After the snoozing pontiff was force-fed the poison, a papal assistant checked on him, then cried out that “the pope was dying” — after which Marcinkus and two other cardinals in on the plot “rushed into the bedroom like it was a big surprise,” Raimondi writes. A Vatican doctor was summoned, who ruled that John Paul I had suffered a fatal heart attack, he writes.
(Brian Hamilton, “Meet the mobster who claims he helped whack Pope John Paul I over stock fraud”, New York Post, Oct. 19, 2019)
For copyright reasons, we cannot quote much more from the article, so we encourage our readers to click on the link to get further details.

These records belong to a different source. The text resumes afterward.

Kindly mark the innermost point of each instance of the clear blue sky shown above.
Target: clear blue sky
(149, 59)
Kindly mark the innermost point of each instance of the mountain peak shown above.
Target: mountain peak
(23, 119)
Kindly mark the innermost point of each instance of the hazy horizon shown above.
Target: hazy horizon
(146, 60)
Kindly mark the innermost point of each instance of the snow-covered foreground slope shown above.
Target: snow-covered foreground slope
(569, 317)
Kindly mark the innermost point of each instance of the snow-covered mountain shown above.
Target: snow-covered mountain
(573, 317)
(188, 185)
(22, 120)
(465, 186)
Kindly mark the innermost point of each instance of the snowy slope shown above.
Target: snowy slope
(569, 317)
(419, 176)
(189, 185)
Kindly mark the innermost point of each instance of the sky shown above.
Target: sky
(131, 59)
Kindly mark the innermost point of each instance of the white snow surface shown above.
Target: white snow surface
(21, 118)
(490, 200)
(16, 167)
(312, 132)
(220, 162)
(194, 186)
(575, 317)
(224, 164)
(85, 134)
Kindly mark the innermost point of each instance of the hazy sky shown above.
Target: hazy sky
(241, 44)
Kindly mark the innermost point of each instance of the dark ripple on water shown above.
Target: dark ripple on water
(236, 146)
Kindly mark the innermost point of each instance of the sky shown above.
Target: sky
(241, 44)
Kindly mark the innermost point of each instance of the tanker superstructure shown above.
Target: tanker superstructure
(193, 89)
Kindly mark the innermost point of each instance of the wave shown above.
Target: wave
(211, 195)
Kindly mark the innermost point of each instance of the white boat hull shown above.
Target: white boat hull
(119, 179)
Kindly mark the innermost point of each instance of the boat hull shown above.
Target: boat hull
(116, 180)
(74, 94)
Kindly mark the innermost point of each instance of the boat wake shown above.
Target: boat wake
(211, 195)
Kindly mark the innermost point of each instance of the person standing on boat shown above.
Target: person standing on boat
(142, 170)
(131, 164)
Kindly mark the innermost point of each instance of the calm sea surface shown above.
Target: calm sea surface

So there we have it: “Pope” John Paul I was murdered by “Abp.” Paul Marcinkus, according to his cousin, Anthony Raimondi. As for the motive of the murder, the former mobster says that the victim had threatened to disclose a major stock scam committed by “half the cardinals and bishops in the Vatican” — fake stock certificates that were sold to unwitting buyers — and had announced his intent to defrock the clergy involved. Luciani’s successor, “Pope” John Paul II, kept his mouth shut, so he lived.
Did he murder John Paul I? “Gorilla” Paul Marcinkus
Raimondi’s tell-all book was released on July 22 of this year and can be purchased here:
- When the Bullet Hits the Bone by Anthony S. Luciano Raimondi
The suspicious death of John Paul I had been the source of much speculation from the very beginning and the subject matter of several books, such as:
- In God’s Name by David Yallop
- A Thief in the Night by John Cornwell
Please note that we are not endorsing any of the books mentioned here, we are simply informing our readers about their existence.
Less than two years ago, a book was published by Stefania Falasca, claiming to have clear confirmation that Luciani died of a heart attack and that no foul play was involved in his passing. The book, entitled Pope Luciani: Chronicle of a Death [Papa Luciani: Cronaca di una Morte], “is based on archival research and interviews”, according to reporter Cindy Wooden. The work has conveniently helped further John Paul I’s path to “beatification” — he is the only deceased papal claimant of the Vatican II Sect that has not yet been declared a “saint”, and that’s a hurdle that must be overcome.
Even if we allow that some of the details in Raimondi’s book are perhaps a bit embellished for the sake of a “better” story, it is highly unlikely that his testimony is all made up. “What I said in the book I stand by till the day I die. If they take [the pope’s body] and do any type of testing, they will still find traces of the poison in his system”, he affirms in the New York Post story.
Although the former mobster has now confessed his involvement in the murder of John Paul I, and indicated a way the Vatican could verify the truth of his claims, you can expect that the authorities there will not seek extradition or any kind of prosecution against the man, regardless of statutes of limitations. Nor will they bother to investigate whether he is telling the truth. After all, they have a vested interested in not drawing any attention to this, since they have always maintained that “Pope” Luciani died of completely natural causes, 33 days after his election.
That narrative must not be challenged — not even by a Mafia gangster coming closer to his Particular Judgment.